When it comes to major career moves, it can be tricky to navigate timing. And, the fact of the matter is, intuition and fear aren’t the best ways to gauge whether or not you’re ready to jump into something new like starting a business. Here are 10 ways to know you have the chops (both hard and soft skills) to create a thriving business.
Are you Ready to start your own Business
1. You Ooze Passion – And Have a Solid Business Plan
Without a doubt, being passionate about your business idea is important. Does the idea inspire you to get up every morning? Are you excited to see how your company will change the world? However, passion needs to be tempered with a well thought out plan and drive to succeed. In order to do this, research companies that are doing similar things and examine the current market with a fine-toothed comb.
2. You’ve Figured Out Your Brand’s Voice
The voice of a business does a lot of the heavy lifting. From witty, tongue-in-cheek emails to a crisp, no nonsense “About Us” page, there are a lot of different forms a brand’s voice can come across. When you think about the voice of your business, consider what would complement your product and what would appeal to your target demographic. Obviously, a 20-something dating app would have a different voice than a company revitalizing how retirement is done.
3. You’re Resilient and “Fortitude” is Basically Your Middle Name
Successful businesses don’t just happen overnight with a snap (but wouldn’t it be awesome if they did?). A strong sense of self – and business – is essential to weather the ups and downs and roadblocks that come with people saying “no.” It also doesn’t hurt to have strategies to deal with rejection, like indulging in a Netflix favorite, zen-ing out with yoga, or reassuring yourself with journaling.
4. You Have the Money to Get Started
This can be tricky. You don’t necessarily need thousands of dollars to be set, but having personal finance concerns, such as a stack of debt, isn’t ideal. If you want a stable foundation for your business, make sure you’re stable first. Of course, perfection isn’t a requirement; you just don’t want to have to deal with money stressors across the board.
5. You Are Surrounded By People Who Have Your Back
While you’ll be required to do a lot of work, all the weight doesn’t have to fall on your shoulders. Talk to friends and family about your business, your concerns, and your fears. A support network can help you feel that even the most difficult, complicated tasks are manageable. Plus, it doesn’t hurt to have people you can kick back with and enjoy a couple beers (or whatever your drink of choice is).
6. You Need a Change
No matter if you’ve been hitting the 9 to 5 grindstone for 3 years or 10 years, you’ve undoubtedly picked up knowledge along the way. In your current job, are you able to use all of your skills? Would you be happier with a promotion or a different type of job? Or is a new business the right pick? This choice takes a lot of careful reflection and consideration, and your support network can definitely help.

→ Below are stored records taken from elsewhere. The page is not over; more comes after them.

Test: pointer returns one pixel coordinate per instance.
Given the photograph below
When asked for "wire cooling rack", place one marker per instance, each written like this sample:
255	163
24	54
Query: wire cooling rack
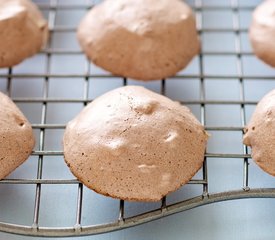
226	64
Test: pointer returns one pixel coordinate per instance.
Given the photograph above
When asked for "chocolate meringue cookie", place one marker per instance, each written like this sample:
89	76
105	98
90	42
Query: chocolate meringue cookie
143	40
16	137
23	31
260	133
262	32
133	144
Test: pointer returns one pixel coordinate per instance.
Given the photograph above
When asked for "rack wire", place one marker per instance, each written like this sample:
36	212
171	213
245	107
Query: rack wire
163	208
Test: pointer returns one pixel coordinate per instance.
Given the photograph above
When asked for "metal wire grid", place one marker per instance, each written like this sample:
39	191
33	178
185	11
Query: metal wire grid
164	208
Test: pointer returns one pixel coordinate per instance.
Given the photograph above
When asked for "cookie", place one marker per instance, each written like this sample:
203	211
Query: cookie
260	134
23	31
143	40
262	32
134	144
16	137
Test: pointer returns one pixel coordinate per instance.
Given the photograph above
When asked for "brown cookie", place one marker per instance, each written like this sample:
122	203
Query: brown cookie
144	40
260	133
134	144
23	31
262	32
16	137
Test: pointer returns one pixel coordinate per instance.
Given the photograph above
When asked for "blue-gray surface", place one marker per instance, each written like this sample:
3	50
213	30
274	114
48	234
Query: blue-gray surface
239	219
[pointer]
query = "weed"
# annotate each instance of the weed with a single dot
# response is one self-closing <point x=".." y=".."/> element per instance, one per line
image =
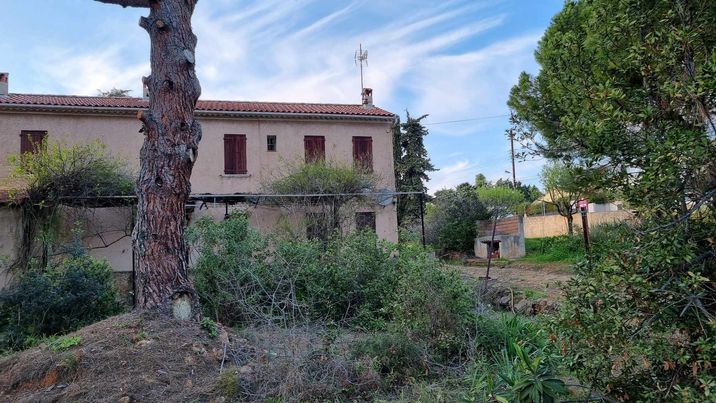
<point x="64" y="343"/>
<point x="534" y="294"/>
<point x="210" y="327"/>
<point x="228" y="384"/>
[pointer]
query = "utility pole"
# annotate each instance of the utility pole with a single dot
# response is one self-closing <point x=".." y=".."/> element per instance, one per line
<point x="512" y="151"/>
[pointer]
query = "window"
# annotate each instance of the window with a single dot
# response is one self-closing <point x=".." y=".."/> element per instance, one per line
<point x="363" y="153"/>
<point x="317" y="226"/>
<point x="365" y="221"/>
<point x="315" y="147"/>
<point x="31" y="141"/>
<point x="270" y="143"/>
<point x="235" y="154"/>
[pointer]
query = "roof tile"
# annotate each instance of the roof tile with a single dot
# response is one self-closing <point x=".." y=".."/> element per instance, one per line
<point x="208" y="106"/>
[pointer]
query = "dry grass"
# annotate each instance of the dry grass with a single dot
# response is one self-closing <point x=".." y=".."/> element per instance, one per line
<point x="136" y="356"/>
<point x="142" y="357"/>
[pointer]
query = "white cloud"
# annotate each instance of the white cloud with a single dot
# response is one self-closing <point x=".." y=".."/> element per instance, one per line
<point x="86" y="73"/>
<point x="452" y="175"/>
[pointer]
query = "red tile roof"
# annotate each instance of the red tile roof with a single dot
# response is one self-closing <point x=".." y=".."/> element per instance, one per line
<point x="202" y="106"/>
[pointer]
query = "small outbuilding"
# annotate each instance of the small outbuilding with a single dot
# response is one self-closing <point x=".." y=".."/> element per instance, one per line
<point x="509" y="238"/>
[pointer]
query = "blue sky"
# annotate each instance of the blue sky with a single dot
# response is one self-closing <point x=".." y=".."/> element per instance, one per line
<point x="453" y="60"/>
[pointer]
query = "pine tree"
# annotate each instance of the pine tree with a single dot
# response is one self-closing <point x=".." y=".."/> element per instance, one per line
<point x="411" y="165"/>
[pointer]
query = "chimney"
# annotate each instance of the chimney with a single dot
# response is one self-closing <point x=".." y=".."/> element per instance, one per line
<point x="145" y="87"/>
<point x="367" y="95"/>
<point x="4" y="85"/>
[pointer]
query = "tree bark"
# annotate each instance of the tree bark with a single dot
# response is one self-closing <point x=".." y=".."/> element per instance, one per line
<point x="166" y="160"/>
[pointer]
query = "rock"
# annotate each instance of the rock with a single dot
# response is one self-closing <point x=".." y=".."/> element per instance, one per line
<point x="524" y="307"/>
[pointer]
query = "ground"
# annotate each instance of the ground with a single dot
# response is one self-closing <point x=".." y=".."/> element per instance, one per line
<point x="535" y="279"/>
<point x="126" y="358"/>
<point x="141" y="356"/>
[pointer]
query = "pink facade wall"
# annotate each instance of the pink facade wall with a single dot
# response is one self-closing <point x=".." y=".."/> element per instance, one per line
<point x="120" y="134"/>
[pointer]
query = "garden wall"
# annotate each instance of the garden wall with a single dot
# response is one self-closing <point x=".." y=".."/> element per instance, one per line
<point x="555" y="224"/>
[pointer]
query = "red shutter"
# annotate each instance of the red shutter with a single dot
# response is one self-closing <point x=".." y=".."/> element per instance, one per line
<point x="315" y="148"/>
<point x="32" y="141"/>
<point x="321" y="149"/>
<point x="25" y="144"/>
<point x="241" y="167"/>
<point x="229" y="154"/>
<point x="363" y="153"/>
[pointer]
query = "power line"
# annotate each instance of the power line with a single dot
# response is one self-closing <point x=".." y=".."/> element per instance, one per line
<point x="466" y="120"/>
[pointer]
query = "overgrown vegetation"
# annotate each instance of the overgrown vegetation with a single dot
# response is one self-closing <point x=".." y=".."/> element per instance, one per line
<point x="326" y="193"/>
<point x="389" y="316"/>
<point x="52" y="301"/>
<point x="60" y="174"/>
<point x="626" y="92"/>
<point x="558" y="249"/>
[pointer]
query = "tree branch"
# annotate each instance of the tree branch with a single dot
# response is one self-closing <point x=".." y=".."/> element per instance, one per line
<point x="129" y="3"/>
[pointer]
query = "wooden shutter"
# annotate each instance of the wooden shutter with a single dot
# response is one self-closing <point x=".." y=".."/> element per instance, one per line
<point x="31" y="141"/>
<point x="241" y="167"/>
<point x="365" y="221"/>
<point x="363" y="153"/>
<point x="229" y="154"/>
<point x="315" y="148"/>
<point x="235" y="154"/>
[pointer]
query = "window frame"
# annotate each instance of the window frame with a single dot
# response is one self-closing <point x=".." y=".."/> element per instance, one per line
<point x="360" y="222"/>
<point x="363" y="153"/>
<point x="271" y="147"/>
<point x="312" y="153"/>
<point x="235" y="151"/>
<point x="29" y="143"/>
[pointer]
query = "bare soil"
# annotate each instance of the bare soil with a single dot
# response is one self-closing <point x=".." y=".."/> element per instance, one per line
<point x="128" y="358"/>
<point x="541" y="278"/>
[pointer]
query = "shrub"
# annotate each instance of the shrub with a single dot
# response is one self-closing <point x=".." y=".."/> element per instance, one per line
<point x="69" y="295"/>
<point x="638" y="323"/>
<point x="498" y="331"/>
<point x="394" y="355"/>
<point x="451" y="218"/>
<point x="242" y="277"/>
<point x="565" y="248"/>
<point x="433" y="303"/>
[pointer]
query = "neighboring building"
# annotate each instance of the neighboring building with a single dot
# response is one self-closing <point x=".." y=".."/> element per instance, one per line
<point x="509" y="241"/>
<point x="244" y="145"/>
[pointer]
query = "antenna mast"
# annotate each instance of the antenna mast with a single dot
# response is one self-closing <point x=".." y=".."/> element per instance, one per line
<point x="360" y="57"/>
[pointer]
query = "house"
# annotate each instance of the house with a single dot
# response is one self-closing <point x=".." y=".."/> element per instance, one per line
<point x="244" y="145"/>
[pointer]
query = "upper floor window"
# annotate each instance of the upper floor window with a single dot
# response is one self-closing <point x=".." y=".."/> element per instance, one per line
<point x="315" y="148"/>
<point x="235" y="154"/>
<point x="270" y="143"/>
<point x="31" y="141"/>
<point x="363" y="153"/>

7. You Have the Right Balance of Experience and Desire to Learn
It’s common to hear that experience with a field is a good idea before jumping into it headfirst. That’s true. Though, it can be easy to think, “There’s so much information out there and thing to learn, so I shouldn’t start a business yet.” Thanks to the internet, the world is always teeming with information, and at some point, on-the-job learning is just as practical as pre-business launch learning. (Handy tip: If you’ve nodded down the list so far, you probably have the right balance.)
8. You Take Criticism Well But Don’t Let it Define You
When you start a business, you’re opening yourself up to criticism or feedback, be it from your support network or the media. This can be useful. Who knows, it may help you refine your idea or get your product in front of the right eyes. Unfortunately, it can be damaging or unproductive, too. Take what you need, and let everything else fall away.
9. You Understand the Risks
Any way you slice it, a new business is never risk free. For that reason, it’s a savvy move to consider the potential outcomes of a business venture. If it doesn’t work out, how will it impact your personal finances or potential investors? What if legal issues come up? On the other side of the coin, it’s just as savvy to consider how you’ll deal with success. What if you have to hire a ton of people in a short amount of time? How would you deal with scaling your product over a larger area.
10. You Have a Long Term Vision That Extends Beyond One Business
Business ventures from a hip startup idea to a restaurant won’t always achieve standout success. Business-ready entrepreneurs realize that one foray isn’t the be all and end all. As cheesy as it is to say, it’s a learning experience, and there are many more chances for that elusive, groundbreaking success. Having a long term vision, even if it’s general, is imperative.